In that vain, I set about to embark on a proverbial out with the OLD and in with the NEW attitude. But that did not work so well. I got real caught up in the OUT with the old and never got to the in with the NEW. The issue was I was carrying too much unresolved baggage from the old year. On December 31st I was still clamoring around trying to stop the hemorrhaging from 2010 instead of cutting everything loose. I had not started to think about the New Year back in November 2010 (when I should have been planning) and here it was and I was still thinking reactionary. As I sifted through the old Christmas gifts that I had not sent out in time, the old year journal that had not been completed, the clutter in the house—I became consumed in all the previous broken dreams instead of seeing that it had actually turned 2011 on the calendar. I will start 2011 next week I told myself optomistically. I just need to wrap up this project and then I can start anew. Soon, life began to pass me by: January 2nd came and went, my birthday, January 15th and then I looked up and it was already February and Valentines was here. Oh my God! What have I done with my life?

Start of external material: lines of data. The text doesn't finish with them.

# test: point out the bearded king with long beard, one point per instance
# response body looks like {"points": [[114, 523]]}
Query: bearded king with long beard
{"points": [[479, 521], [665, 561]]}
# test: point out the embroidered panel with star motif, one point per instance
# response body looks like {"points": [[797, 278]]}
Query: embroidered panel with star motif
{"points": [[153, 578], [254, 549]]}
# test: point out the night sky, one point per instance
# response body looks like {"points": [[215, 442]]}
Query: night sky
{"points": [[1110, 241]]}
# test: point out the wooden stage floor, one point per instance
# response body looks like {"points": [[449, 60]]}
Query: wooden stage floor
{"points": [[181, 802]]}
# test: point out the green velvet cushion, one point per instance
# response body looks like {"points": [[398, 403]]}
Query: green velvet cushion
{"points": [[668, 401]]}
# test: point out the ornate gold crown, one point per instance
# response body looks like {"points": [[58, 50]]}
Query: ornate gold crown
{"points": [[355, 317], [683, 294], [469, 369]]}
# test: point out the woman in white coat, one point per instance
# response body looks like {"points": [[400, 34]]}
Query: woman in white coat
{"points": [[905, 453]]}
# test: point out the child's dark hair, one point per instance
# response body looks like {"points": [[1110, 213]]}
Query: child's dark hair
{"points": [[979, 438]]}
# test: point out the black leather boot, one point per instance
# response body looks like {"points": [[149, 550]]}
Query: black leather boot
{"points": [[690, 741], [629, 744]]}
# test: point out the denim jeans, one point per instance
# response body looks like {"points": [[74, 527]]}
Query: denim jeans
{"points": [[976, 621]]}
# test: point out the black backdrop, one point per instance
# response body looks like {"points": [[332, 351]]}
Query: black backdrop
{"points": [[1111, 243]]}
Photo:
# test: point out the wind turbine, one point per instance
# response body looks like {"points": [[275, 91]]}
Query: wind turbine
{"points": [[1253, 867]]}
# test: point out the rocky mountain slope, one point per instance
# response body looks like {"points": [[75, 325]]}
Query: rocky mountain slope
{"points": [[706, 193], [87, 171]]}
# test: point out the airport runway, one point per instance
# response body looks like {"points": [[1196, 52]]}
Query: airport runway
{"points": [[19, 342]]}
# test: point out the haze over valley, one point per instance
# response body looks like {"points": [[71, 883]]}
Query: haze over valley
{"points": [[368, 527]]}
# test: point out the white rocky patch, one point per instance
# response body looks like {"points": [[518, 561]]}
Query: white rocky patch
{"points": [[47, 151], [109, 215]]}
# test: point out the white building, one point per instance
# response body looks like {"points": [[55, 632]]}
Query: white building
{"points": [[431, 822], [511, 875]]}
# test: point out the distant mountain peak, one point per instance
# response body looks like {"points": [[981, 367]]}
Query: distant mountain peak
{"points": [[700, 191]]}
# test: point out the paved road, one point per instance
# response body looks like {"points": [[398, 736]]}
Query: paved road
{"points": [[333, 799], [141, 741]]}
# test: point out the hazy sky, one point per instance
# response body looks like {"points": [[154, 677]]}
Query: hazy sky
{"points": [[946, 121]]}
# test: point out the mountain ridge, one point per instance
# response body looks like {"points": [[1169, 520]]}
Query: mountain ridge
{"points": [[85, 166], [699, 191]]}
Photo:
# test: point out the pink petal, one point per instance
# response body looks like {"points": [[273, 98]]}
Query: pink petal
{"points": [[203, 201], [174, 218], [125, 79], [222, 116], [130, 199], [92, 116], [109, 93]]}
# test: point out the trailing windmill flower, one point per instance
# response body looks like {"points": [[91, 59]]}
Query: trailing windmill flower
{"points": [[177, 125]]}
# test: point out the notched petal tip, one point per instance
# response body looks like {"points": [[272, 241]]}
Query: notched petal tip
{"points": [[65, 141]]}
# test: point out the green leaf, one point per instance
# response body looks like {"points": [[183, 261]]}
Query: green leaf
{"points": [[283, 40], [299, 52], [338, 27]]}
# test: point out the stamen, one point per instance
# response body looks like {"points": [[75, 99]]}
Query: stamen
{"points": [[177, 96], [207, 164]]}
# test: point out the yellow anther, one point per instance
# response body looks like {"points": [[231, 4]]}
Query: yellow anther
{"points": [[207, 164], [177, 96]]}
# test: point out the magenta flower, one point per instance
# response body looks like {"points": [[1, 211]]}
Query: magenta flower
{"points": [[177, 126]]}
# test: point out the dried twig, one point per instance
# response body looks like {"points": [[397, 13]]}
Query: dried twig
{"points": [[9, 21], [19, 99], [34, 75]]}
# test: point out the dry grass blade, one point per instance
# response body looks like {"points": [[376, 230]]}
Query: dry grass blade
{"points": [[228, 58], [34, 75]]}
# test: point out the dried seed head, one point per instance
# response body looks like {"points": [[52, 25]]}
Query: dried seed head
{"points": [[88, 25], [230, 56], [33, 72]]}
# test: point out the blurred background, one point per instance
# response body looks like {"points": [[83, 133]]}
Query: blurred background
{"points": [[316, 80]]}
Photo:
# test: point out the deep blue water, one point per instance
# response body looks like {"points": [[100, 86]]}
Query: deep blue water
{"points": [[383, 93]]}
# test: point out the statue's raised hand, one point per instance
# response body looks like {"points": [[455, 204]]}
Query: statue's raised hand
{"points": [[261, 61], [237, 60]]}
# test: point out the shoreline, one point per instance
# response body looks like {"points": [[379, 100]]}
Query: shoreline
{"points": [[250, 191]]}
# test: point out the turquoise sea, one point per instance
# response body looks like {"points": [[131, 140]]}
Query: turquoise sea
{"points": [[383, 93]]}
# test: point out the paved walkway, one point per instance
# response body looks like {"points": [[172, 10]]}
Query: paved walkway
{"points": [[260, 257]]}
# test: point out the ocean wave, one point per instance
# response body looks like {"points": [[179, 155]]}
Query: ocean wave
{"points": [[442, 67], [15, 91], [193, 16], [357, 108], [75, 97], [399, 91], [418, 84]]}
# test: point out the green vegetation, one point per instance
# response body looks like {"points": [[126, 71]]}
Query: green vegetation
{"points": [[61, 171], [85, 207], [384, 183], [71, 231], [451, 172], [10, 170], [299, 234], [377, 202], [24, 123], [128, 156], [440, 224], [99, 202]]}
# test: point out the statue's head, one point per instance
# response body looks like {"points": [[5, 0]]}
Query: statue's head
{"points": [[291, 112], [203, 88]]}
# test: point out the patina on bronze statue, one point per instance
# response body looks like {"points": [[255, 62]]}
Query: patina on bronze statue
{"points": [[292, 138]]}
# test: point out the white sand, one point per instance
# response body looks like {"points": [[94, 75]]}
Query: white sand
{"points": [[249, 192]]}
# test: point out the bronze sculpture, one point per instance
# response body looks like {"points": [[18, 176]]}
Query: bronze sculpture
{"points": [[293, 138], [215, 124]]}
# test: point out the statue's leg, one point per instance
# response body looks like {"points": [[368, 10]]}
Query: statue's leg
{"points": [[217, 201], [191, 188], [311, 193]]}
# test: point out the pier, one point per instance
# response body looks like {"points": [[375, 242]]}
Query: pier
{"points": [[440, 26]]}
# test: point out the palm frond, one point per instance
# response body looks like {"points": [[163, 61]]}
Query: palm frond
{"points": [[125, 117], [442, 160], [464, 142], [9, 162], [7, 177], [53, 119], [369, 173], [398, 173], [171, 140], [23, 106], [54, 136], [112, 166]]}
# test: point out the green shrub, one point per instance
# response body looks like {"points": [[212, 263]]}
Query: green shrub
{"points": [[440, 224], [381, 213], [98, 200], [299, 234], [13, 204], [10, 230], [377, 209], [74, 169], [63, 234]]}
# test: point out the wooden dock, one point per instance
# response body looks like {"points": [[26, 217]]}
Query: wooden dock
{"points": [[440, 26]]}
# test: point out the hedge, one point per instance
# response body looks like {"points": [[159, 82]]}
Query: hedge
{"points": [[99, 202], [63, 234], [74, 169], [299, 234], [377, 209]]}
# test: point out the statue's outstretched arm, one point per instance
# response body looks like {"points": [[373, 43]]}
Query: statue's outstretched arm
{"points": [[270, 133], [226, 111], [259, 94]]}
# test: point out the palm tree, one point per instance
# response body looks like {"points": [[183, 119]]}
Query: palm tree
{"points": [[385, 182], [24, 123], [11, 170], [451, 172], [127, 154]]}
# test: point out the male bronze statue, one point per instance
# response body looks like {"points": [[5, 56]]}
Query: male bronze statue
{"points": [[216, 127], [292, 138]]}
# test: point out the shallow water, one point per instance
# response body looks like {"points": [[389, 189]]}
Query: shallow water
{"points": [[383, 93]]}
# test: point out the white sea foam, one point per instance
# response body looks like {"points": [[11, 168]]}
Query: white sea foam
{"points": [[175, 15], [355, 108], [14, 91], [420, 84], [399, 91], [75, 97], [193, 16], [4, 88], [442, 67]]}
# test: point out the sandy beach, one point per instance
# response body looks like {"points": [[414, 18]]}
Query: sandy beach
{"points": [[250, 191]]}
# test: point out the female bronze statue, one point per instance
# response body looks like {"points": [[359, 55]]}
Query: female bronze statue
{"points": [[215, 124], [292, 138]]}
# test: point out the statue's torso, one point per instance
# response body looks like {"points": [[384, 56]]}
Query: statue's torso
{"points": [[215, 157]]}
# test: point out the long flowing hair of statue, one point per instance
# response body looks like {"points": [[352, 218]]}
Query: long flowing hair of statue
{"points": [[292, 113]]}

It is already Valentines Day and I have failed to welcome in 2011.

It occurred to me that Clean breaks and thinking proactively to the future is very important. I remember reading about Thomas Edison with my son Zefram. Thomas Edison was an incredible man who changed the world with the illumination of the electric light bulb. One day Edison’s entire workshop burned to the ground. He commented that the fire had consumed all of his mistakes. Although many people would have been devastated by loosing all the OLD stuff it allowed him the opportunity to make a clean break and embrace the NEW like you should do on New Years. Sometimes we need clean breaks in life. 2011 is here like it or not. I need to embrace it even though it is the middle of February. Becoming the person that I am meant to be starts with having a great present moment, as Wayne Dyer so eloquently said. So I am going to start embracing the idea of 2011 in this moment. For me, in this very minute, it is 2011. Blessed be.

Monday, January 3, 2011

Looking back at 2010

As we ring in the New Year, I am taking a moment to look back at the highlights of last year.

Here is the summation of 2010 in no particular order. Our family wrote a Family Creed. Scott’s Grandma Ada passed away. We adopted a 7 year old Golden Retriever named Louie. We did our family vacation locally—and loved it. On a personal front: Scott is closing in on 10 years with Verizon Wireless. He became the Cub Scout Leader for Zefram’s Den and is running Alex’s Destination Imagination team as well as DI for Crofton Woods Elementary School. Jena has been appointed to the Maryland State Council on Child Abuse and Neglect, is now a Vigil Volunteer for Hospice of the Chesapeake, and a Lay Minister for the Unitarian Universalist Church in Annapolis.

She also had surgery to fix her torn rotator cuff. Alex entered 4th grade and is an avid reader and a WONDERFUL cellist who is coming into his own at school. He biked 22 miles in the Soft Shell Century. Zefram (our favorite middle child) went on ADHD medication which has been life changing for the entire family. He loves to build and create modern art from refuse. Last but not least, we are trying to rein Athena’s 3 year old Goddess temper in. She recently got potty trained and started pre-school at Community United Methodist Church. However, the biggest event this year was Scott and Jena renewing their 10 year wedding vows with family and friends.

May 2011 be as joyous and meaningful.